I begin by posing a question that reads like the setup for a very nerdy joke: How are arbitral awards and money alike?
The answer is that both have value only because we all think that they have value. Lord Mustill once observed that the only really significant difference between an arbitrator and a judge is that, when a judge speaks, you can hear the distant clanking of chains. Although they are empowered by a range of public and private enactments, arbitrators are private citizens without access to the coercive power of the state. Why, then, do we think of arbitral awards as possessing legally binding force, and not just, for example, the moral authority accorded the pronouncements of a village elder?

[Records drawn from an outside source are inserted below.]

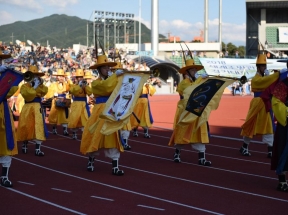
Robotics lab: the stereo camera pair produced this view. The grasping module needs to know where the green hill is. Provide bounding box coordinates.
[0,14,165,48]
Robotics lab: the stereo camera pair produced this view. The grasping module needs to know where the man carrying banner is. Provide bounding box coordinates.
[48,69,69,136]
[168,59,212,166]
[17,65,48,156]
[80,55,124,176]
[111,61,135,150]
[240,54,279,158]
[68,69,92,140]
[130,79,156,138]
[271,71,288,192]
[0,50,18,187]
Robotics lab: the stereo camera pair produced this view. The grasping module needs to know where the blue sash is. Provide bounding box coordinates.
[3,99,14,150]
[25,97,49,138]
[139,94,154,124]
[73,96,90,117]
[58,93,69,119]
[95,96,109,104]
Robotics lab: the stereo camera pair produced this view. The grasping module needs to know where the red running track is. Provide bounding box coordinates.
[0,95,288,215]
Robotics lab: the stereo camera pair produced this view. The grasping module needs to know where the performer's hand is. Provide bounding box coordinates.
[201,73,208,79]
[264,69,270,76]
[115,69,124,76]
[280,68,287,74]
[0,65,7,72]
[185,75,190,79]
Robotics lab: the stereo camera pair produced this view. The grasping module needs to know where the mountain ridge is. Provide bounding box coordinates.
[0,14,165,48]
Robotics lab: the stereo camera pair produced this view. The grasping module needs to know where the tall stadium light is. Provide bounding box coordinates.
[204,0,208,43]
[151,0,159,56]
[218,0,222,52]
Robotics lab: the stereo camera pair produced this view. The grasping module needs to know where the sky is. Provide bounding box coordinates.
[0,0,246,46]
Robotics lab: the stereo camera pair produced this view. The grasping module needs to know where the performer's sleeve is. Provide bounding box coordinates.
[44,83,55,99]
[251,72,279,91]
[6,86,19,99]
[91,74,118,96]
[69,84,83,96]
[35,84,48,97]
[65,81,73,92]
[85,86,92,96]
[149,84,156,96]
[272,96,288,126]
[20,84,36,102]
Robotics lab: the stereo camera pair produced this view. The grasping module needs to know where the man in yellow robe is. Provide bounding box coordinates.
[168,59,212,166]
[130,79,156,138]
[17,65,48,156]
[68,69,92,140]
[48,69,69,136]
[0,50,18,187]
[80,55,124,176]
[240,54,279,158]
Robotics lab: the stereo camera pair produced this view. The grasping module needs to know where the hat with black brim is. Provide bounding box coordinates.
[179,59,204,74]
[89,55,117,69]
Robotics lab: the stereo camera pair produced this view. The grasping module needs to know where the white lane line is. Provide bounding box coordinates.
[17,181,35,186]
[51,188,71,193]
[0,187,86,215]
[14,158,288,205]
[14,158,225,215]
[40,141,277,180]
[44,131,271,165]
[91,196,114,202]
[153,126,263,144]
[137,205,165,211]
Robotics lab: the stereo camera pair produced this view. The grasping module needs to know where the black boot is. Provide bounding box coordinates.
[276,174,288,192]
[112,160,124,176]
[133,128,138,137]
[35,143,44,157]
[22,141,28,154]
[174,149,181,163]
[72,131,77,140]
[87,156,95,172]
[198,152,212,166]
[52,126,57,134]
[144,128,151,138]
[123,139,132,151]
[63,127,69,136]
[240,143,251,157]
[267,146,273,158]
[1,167,13,187]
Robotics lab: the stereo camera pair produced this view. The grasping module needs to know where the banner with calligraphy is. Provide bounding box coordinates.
[199,58,285,79]
[178,78,235,128]
[100,72,149,135]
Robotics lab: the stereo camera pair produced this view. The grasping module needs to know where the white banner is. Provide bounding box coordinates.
[278,27,288,43]
[199,58,286,79]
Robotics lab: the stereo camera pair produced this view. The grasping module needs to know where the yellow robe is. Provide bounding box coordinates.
[168,77,209,146]
[68,84,92,128]
[0,86,18,156]
[80,74,124,154]
[17,83,48,141]
[241,72,279,138]
[130,84,156,128]
[48,82,69,125]
[13,81,25,114]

The answer is no more and no less than this: arbitral awards have binding force because a sufficiently broad implicit coalition of like-minded parties, lawyers, judges, and legislators believe that they do. To put it differently, the effectiveness of an arbitral award is a social fact, not a legal inevitability. Consequently, arbitral authority itself is an act of collective imagination, and to be pro-arbitration is to collude in that act of imagination. Each act of faith buttresses the reality of arbitral authority.
A terminological note before proceeding: I use the phrase “arbitral authority” to refer to the arbitrators’ power to bind the parties by issuing an award that is legally enforceable. This conception of authority is inextricable from the notion of arbitrators’ (and arbitration’s) legitimacy.